Although the outcome of USC with omental metastases is poor, the prediction of omental involvement based on pathological features is unreliable, and several studies have found that the disease spread beyond the uterus, even in patients with nonmyoinvasive USC [[31], [32], [33]]. In our series, 11 patients were upstaged from stage I to stage IV after omentectomy. Our multivariate analysis showed that adnexal invasion was a risk factor for omental involvement, which is consistent with the results obtained in Kaban’s study [14]. Thus, adnexal involvement might predict the need for omentectomy. The relevant risk factors should be further explored prospectively.
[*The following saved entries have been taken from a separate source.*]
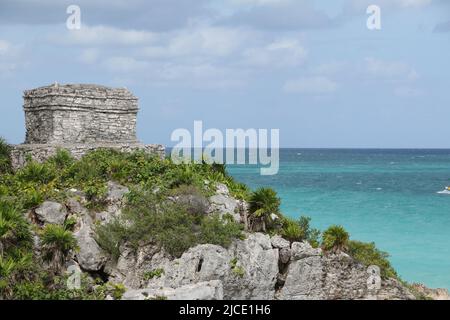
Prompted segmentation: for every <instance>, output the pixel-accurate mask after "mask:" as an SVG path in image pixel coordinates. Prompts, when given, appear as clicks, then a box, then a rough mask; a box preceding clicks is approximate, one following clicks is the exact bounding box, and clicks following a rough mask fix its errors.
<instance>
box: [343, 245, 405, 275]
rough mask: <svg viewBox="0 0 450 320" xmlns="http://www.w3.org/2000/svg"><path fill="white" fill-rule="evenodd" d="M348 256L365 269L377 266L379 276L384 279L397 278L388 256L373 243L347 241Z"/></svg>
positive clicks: (386, 254)
mask: <svg viewBox="0 0 450 320" xmlns="http://www.w3.org/2000/svg"><path fill="white" fill-rule="evenodd" d="M348 254H349V255H351V256H352V257H353V258H355V259H356V260H357V261H359V262H360V263H362V264H363V265H365V266H366V267H369V266H371V265H375V266H378V267H379V268H380V269H381V276H382V277H383V278H385V279H386V278H398V275H397V273H396V272H395V270H394V268H393V267H392V265H391V263H390V262H389V260H388V258H389V254H388V253H386V252H384V251H381V250H379V249H377V247H376V246H375V243H373V242H372V243H365V242H360V241H349V242H348Z"/></svg>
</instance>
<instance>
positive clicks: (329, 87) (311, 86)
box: [283, 76, 338, 96]
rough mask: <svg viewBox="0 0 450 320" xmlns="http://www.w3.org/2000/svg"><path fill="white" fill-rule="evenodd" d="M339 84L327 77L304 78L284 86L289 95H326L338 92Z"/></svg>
mask: <svg viewBox="0 0 450 320" xmlns="http://www.w3.org/2000/svg"><path fill="white" fill-rule="evenodd" d="M337 87H338V85H337V83H336V82H334V81H332V80H330V79H328V78H326V77H320V76H316V77H304V78H300V79H296V80H289V81H287V82H286V83H285V85H284V88H283V89H284V91H285V92H288V93H301V94H307V95H319V96H320V95H326V94H330V93H334V92H335V91H336V90H337Z"/></svg>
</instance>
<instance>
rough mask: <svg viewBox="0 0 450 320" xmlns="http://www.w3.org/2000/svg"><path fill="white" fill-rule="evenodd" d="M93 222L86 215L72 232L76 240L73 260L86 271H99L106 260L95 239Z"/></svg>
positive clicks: (102, 252) (81, 267) (82, 268)
mask: <svg viewBox="0 0 450 320" xmlns="http://www.w3.org/2000/svg"><path fill="white" fill-rule="evenodd" d="M92 227H93V223H92V221H91V219H90V217H89V216H88V215H85V216H84V217H83V220H82V223H81V228H80V229H79V230H78V231H77V232H75V233H74V236H75V238H76V239H77V242H78V247H79V248H78V251H77V252H76V254H75V260H76V261H77V262H78V264H79V265H80V267H81V268H82V269H84V270H86V271H99V270H100V269H102V268H103V266H104V265H105V263H106V261H107V257H106V255H105V253H104V252H103V251H102V249H101V248H100V247H99V245H98V244H97V242H96V241H95V239H94V237H95V233H94V231H93V230H92Z"/></svg>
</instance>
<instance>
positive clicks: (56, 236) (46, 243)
mask: <svg viewBox="0 0 450 320" xmlns="http://www.w3.org/2000/svg"><path fill="white" fill-rule="evenodd" d="M41 242H42V249H43V252H44V259H45V260H47V261H49V262H51V263H52V267H53V268H54V270H55V272H59V271H60V267H61V266H62V264H63V263H64V261H65V257H66V256H67V254H68V253H69V252H70V251H71V250H74V249H76V248H77V240H76V239H75V237H74V236H73V234H72V232H70V231H68V230H66V229H64V227H63V226H59V225H55V224H47V225H46V226H45V227H44V229H43V230H42V232H41Z"/></svg>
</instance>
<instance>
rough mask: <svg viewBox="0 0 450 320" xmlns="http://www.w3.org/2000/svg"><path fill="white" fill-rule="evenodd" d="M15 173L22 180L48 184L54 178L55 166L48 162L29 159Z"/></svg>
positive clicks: (55, 172)
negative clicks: (30, 160) (31, 159)
mask: <svg viewBox="0 0 450 320" xmlns="http://www.w3.org/2000/svg"><path fill="white" fill-rule="evenodd" d="M17 175H18V178H19V180H20V181H22V182H34V183H38V184H48V183H50V182H51V181H52V180H54V179H55V178H56V172H55V168H54V167H53V166H52V165H51V164H50V163H39V162H36V161H34V160H31V161H29V162H28V163H27V164H26V166H25V167H23V168H22V169H20V170H19V171H18V173H17Z"/></svg>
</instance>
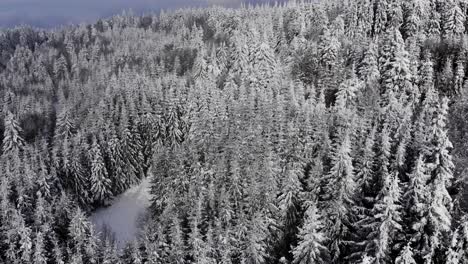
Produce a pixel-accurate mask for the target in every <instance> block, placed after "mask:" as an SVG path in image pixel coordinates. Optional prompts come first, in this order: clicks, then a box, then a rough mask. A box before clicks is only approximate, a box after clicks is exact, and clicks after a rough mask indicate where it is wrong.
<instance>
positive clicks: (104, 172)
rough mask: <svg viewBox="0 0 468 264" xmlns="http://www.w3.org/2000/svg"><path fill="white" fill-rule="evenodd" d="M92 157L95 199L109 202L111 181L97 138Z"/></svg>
mask: <svg viewBox="0 0 468 264" xmlns="http://www.w3.org/2000/svg"><path fill="white" fill-rule="evenodd" d="M90 158H91V178H90V183H91V192H92V195H93V198H94V201H95V202H97V203H99V204H102V203H107V202H108V200H109V198H111V196H112V190H111V181H110V179H109V177H108V173H107V169H106V166H105V164H104V159H103V157H102V153H101V148H100V146H99V144H98V142H97V139H96V138H93V143H92V145H91V149H90Z"/></svg>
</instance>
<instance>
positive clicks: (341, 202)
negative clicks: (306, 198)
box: [323, 131, 356, 261]
mask: <svg viewBox="0 0 468 264" xmlns="http://www.w3.org/2000/svg"><path fill="white" fill-rule="evenodd" d="M348 133H349V132H347V131H345V132H344V135H343V136H342V137H343V139H342V141H341V142H337V143H336V144H335V149H334V152H333V156H332V158H331V164H332V165H331V169H330V171H329V173H328V174H327V176H326V177H324V179H323V182H326V186H325V191H324V192H325V194H326V198H325V201H324V202H323V204H324V205H323V208H324V209H323V210H324V214H325V216H326V218H327V222H326V223H325V230H326V234H327V236H328V238H329V249H330V254H331V255H332V256H333V261H337V260H338V259H339V258H340V254H341V248H342V246H343V242H344V241H343V240H344V238H345V237H346V236H347V232H348V227H347V226H348V225H349V223H350V221H349V217H350V208H351V206H352V205H353V204H354V199H353V198H354V195H355V190H356V182H355V175H354V167H353V164H352V158H351V156H350V155H351V142H350V136H349V134H348Z"/></svg>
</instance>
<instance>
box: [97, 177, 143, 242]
mask: <svg viewBox="0 0 468 264" xmlns="http://www.w3.org/2000/svg"><path fill="white" fill-rule="evenodd" d="M150 178H151V177H147V178H146V179H144V180H143V181H142V182H141V183H140V184H139V185H137V186H134V187H132V188H130V189H129V190H127V191H126V192H124V193H123V194H121V195H119V196H117V197H116V198H115V199H114V201H113V202H112V205H111V206H109V207H106V208H101V209H98V210H96V211H95V212H94V213H93V214H92V215H91V222H92V223H93V224H94V227H95V229H96V231H97V232H101V233H104V232H105V229H108V230H109V231H110V232H111V233H112V234H113V236H114V239H115V242H116V245H117V247H118V248H122V247H123V246H125V244H126V243H127V242H130V241H132V240H133V239H135V237H136V235H137V234H138V225H137V223H138V219H139V217H140V216H141V215H142V214H144V213H145V211H146V208H148V206H149V205H150V194H149V190H150Z"/></svg>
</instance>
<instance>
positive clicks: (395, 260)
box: [395, 245, 416, 264]
mask: <svg viewBox="0 0 468 264" xmlns="http://www.w3.org/2000/svg"><path fill="white" fill-rule="evenodd" d="M395 264H416V261H415V260H414V258H413V251H412V249H411V246H410V245H406V246H405V247H404V248H403V250H402V252H401V253H400V255H399V256H398V257H397V258H396V259H395Z"/></svg>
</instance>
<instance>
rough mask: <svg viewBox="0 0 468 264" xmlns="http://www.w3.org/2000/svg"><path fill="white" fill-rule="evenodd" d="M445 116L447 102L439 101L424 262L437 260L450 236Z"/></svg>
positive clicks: (447, 158) (433, 153)
mask: <svg viewBox="0 0 468 264" xmlns="http://www.w3.org/2000/svg"><path fill="white" fill-rule="evenodd" d="M447 114H448V99H447V98H443V99H442V102H441V104H440V106H439V107H438V109H437V111H436V112H435V113H434V117H433V123H432V126H431V127H430V131H431V135H430V138H431V140H430V142H431V145H430V147H429V151H428V158H427V159H428V160H427V163H428V164H427V166H428V168H429V173H430V175H431V176H430V185H429V188H430V192H431V198H430V201H429V215H428V223H429V225H430V227H432V228H431V231H430V232H429V236H430V238H429V241H430V242H429V243H430V246H429V248H428V249H427V253H426V254H425V259H426V261H428V260H431V259H433V258H436V259H437V258H440V254H441V253H440V252H439V251H444V250H445V246H444V245H446V243H445V242H446V241H447V239H448V237H449V236H450V233H451V222H452V216H451V211H452V208H453V201H452V197H451V196H450V194H449V192H448V188H450V186H451V184H452V181H453V177H454V176H453V170H454V164H453V162H452V155H451V154H450V152H449V151H450V149H451V148H452V143H451V142H450V139H449V138H448V134H447V128H446V118H447Z"/></svg>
The strengths of this study include the relatively large sample size for a rare gynecologic malignancy. Additionally, this is the first such study of a Chinese population. There are several limitations of this study. First, our study is limited by the retrospective data collection, the long study period, and possible referral bias. Second, this study is based on the operative records of surgeons who subjectively evaluated peritoneal tissue involvement. Third, various adjuvant treatment modalities might have affected the validity of the outcome. However, given the low occurrence rate of USC, our study contributes to the limited body of knowledge on this topic. Multicenter prospective studies are needed to resolve this issue.

Conclusion

In conclusion, omental metastasis is not uncommon in patients with USC. Visual assessment and omental biopsy may be insufficient for recognizing occult metastases. Our study supports the inclusion of omentectomy in staging surgery for USC patients. Prospective studies are needed to confirm these results.

Role of the funding source

This study was funded by the National Natural Science Foundation of China81602261. The funders had no role in the study design, data collection and analysis, decision to publish, or preparation of the manuscript.

Declaration of Competing Interest

All of the authors declare no conflict of interest.